Advocates say much of the litigation could be avoided through more stringent federal oversight. While they have been heartened by the Biden administration’s efforts to address exaggerated food marketing claims through the FTC and the Food and Drug Administration, they say more systemic change is needed.
A bill introduced in Congress last month would overhaul front-of-package food labeling through a standardized system of symbols to convey whether a product is truly healthy. The measure also directs federal regulators to specifically define terms like “healthy,” and it would require companies to clearly explain how much “whole grain” is in a loaf of highly processed bread. The measure has the backing of nutritionists and healthy food advocates, but opposition from industry lobbyists is likely to complicate its passage in a narrowly divided Congress.
For now, advocates are trying to prod federal regulators through legal activism and public pressure. The Animal Welfare Institute, for instance, has been trying to draw attention to the Department of Agriculture’s role in approving the label descriptions for meat and egg products, which it does by reviewing documents submitted by companies seeking its approval. Inspectors with the Food Safety and Inspection Service, the USDA agency charged with verifying labeling claims, only have jurisdiction over slaughterhouses and meat processing plants, not the farms where the animals are raised.
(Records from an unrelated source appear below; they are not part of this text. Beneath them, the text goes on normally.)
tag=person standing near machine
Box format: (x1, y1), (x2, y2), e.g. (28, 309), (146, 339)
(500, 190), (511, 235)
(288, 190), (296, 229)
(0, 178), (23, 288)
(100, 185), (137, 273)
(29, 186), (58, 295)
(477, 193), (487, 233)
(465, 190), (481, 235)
Since 2013, the institute has requested documentation from the FSIS for nearly 100 package label claims. In more than half of these cases, the agency has been unable to find any documentation to back up its decisions, according to a report. In its review of the files provided, the institute found 28 percent of label claims lacked adequate substantiation.
The FSIS disputed the group’s findings, citing flaws in the institute’s requests submitted under the Freedom of Information Act.
Food marketing can be notoriously fuzzy. Without clear-cut definitions for words like “sustainable,” “humane” or “natural,” food companies have been using claims they know will resonate with Americans concerned with the environment, animal welfare and worker safety.
Jennifer Jacquet, an associate professor of environmental studies at New York University, said legal activism has become the single most effective tool for holding companies accountable for questionable marketing claims. Jacquet, an expert on seafood production, said the labeling rules for farmed salmon, for example, are so weak that companies do not have to disclose whether their fish are wild caught or raised with antibiotics in vast, tightly packed coastal enclosures that can have devastating effects on the surrounding ecosystems.
“Many of these sustainability claims are dubious and wildly overblown,” she said. “And given that labeling requirements are so pathetic, there really is little way for consumers to determine their truthfulness.”
The deceptive advertising claims against Cargill are typical of many recent cases. In a petition filed with the FTC, six advocacy groups took issue with the company’s prominent use of “independent family farmers” to describe the sourcing of the company’s turkey products. The phrase appears on the shrink-wrapped poultry marketed through its Shady Brook Farms and Honest Turkey brands, and cheery claims about the environment are a regular feature of the company’s advertising campaigns.